Jim Furyk, who finished second to McIlroy last year, said he remembered that Dye said he liked his courses to be “visually disturbing.”
“The first fairway from the tee looks extremely narrow,” Furyk said. “It’s uncomfortable, it’s tough to pick a target and it looks like you’re hitting to a 15-yard wide fairway. And you get up there and look around and go ‘sheesh … the fairway is pretty big.’ Then I look at the green and I go, ‘my goodness, that’s a tiny green.’ And I miss the green, get up there and say, ‘this green was plenty big enough to hit with an 8-iron. How did I miss it?’”
Furyk said trusting your game is difficult on a Dye course.
“They look more difficult than they are and I think he forces you into hitting shots that you wouldn’t normally hit because of that,” he said.
Mark McCumber, the 1988 Players champion, said Dye would tweak players who complained.
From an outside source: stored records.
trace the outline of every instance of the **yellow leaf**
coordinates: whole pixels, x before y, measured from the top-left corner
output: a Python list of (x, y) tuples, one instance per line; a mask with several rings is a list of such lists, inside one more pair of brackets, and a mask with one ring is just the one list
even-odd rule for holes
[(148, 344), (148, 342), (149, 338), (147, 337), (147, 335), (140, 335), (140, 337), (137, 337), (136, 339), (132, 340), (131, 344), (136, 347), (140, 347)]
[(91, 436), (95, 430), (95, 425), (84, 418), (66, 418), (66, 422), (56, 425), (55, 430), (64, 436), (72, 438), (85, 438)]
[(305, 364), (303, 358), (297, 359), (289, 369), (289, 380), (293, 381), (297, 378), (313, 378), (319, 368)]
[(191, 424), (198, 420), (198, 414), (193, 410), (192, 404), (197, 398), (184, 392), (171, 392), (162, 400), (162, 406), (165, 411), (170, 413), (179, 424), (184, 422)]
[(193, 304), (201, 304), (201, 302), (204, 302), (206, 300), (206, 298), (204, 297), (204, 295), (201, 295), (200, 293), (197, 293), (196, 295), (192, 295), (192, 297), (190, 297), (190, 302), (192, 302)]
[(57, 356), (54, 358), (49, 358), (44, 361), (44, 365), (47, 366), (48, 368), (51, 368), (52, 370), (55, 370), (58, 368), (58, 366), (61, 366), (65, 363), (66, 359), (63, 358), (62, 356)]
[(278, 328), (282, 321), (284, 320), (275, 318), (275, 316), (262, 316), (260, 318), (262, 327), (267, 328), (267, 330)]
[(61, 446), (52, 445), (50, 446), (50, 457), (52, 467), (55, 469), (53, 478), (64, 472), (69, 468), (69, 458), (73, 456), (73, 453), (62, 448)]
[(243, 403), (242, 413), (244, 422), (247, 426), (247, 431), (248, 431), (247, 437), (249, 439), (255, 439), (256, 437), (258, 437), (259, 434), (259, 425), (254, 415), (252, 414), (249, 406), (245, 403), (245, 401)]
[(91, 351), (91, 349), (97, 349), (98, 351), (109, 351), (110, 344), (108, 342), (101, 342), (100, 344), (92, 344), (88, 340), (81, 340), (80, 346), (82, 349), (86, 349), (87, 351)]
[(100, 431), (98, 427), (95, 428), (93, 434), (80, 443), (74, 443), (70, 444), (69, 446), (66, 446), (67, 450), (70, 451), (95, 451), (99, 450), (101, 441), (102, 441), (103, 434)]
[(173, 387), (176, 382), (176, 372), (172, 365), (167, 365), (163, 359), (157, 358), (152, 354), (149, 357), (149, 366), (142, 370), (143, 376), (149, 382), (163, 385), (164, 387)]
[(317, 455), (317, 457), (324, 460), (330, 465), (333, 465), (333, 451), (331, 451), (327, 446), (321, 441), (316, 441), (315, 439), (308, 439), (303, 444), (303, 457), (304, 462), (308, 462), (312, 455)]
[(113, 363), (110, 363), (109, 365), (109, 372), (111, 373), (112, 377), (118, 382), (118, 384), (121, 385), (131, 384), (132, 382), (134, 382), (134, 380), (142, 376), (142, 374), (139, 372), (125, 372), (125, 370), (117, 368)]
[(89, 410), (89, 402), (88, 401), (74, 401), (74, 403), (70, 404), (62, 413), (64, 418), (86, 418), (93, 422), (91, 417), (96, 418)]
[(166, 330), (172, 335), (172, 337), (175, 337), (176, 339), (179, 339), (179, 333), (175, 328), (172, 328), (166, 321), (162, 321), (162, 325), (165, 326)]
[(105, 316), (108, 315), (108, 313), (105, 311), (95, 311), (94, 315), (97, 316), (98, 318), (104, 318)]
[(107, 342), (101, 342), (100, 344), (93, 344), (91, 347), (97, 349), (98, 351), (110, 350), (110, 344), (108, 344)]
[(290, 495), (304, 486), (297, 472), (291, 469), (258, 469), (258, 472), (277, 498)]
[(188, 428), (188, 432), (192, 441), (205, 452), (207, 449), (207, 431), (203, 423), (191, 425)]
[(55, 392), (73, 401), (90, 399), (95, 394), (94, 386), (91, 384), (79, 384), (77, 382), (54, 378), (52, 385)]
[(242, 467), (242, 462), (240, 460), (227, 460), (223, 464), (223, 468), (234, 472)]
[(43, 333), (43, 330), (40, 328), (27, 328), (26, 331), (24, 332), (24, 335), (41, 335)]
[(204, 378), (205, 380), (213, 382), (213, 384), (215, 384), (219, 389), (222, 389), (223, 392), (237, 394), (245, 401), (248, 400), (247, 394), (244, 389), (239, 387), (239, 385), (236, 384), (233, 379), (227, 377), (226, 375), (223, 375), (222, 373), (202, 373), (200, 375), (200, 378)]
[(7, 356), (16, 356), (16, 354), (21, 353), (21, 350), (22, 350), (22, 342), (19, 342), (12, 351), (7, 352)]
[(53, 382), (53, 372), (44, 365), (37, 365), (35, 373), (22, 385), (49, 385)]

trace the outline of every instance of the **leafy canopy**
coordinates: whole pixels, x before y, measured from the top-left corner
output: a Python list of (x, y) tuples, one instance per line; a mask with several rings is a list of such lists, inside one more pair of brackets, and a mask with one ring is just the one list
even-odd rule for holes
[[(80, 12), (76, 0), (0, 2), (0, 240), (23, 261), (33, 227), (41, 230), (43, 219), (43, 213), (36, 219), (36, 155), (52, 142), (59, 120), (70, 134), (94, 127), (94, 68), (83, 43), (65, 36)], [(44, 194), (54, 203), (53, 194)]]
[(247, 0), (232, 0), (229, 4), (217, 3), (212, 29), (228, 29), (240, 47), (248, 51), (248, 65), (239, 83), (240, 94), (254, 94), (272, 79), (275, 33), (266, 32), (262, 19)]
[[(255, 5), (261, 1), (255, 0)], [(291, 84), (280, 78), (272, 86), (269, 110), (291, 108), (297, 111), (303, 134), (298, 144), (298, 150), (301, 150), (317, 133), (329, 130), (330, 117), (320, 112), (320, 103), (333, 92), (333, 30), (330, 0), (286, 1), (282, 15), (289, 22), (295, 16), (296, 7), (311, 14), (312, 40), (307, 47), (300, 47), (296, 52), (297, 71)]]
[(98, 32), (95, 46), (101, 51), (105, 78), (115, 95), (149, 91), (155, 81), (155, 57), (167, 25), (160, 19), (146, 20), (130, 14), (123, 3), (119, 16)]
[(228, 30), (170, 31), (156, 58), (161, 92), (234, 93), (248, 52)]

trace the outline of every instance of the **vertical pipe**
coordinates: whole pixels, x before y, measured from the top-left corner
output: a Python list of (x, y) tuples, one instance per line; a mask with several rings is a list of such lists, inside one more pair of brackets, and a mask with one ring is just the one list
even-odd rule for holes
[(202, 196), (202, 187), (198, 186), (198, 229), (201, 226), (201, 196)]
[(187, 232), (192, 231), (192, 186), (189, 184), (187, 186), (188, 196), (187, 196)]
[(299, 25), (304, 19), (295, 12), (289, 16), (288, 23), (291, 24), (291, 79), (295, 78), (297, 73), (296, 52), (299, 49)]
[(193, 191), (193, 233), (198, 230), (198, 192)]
“I would see Pete and tell him that his courses had too many rough edges and were too visually intimidating,” he said. “Then he’d tell me, ‘what are you complaining about? You’ve won four times on my courses.’ You guys are the best in the world. What’s the problem?’ Pete really understood that you should be tested mentally as much as physically.”
David Duval, who won The Players in 1999 at 3-under 285, the highest score for a winner at the Stadium Course, offered up the par-5 second hole as another example of Dye’s thinking.
“Off the second tee, you really have to kind of sling it around that corner,” he said. “Then really kind of have to get it moving to the right into that green. If you really pay attention to No. 7, it’s a very similar thing. (No.) 10, very similar thing. So I think it’s the discomfort that he creates in a player, and therefore that creates indecision, and that’s where you get tripped up. It’s forcing players to play the game like he thinks it should be. You can’t really overpower anything here. That’s why you see such a range of players who win.”
Big hitters such as Duval, Tiger Woods, Greg Norman and Phil Mickelson have won Players on the Stadium Course. So have much shorter players such as Fred Funk, Tom Kite and Tim Clark.
Never was Dye’s democracy more in action than last year. McIlroy averaged 305 yards per drive, fifth in the field. Furyk, only one shot behind, averaged 271.3 yards per drive, next-to-last among the 73 players who made the Sunday cut.
The year before, Webb Simpson won despite finishing last in the field in driving distance.
“I don’t think it favors long hitters. I don’t think it favors just a short game,” said 2004 Players champion Adam Scott. “I think it tests all areas of the game.”
And therein lies the genius of Pete Dye. To win at the Stadium Course, the pros need to bring 14 clubs and plan on using all of them — and leave their egos in the parking lot.
“You have to play his golf course,” Duval said.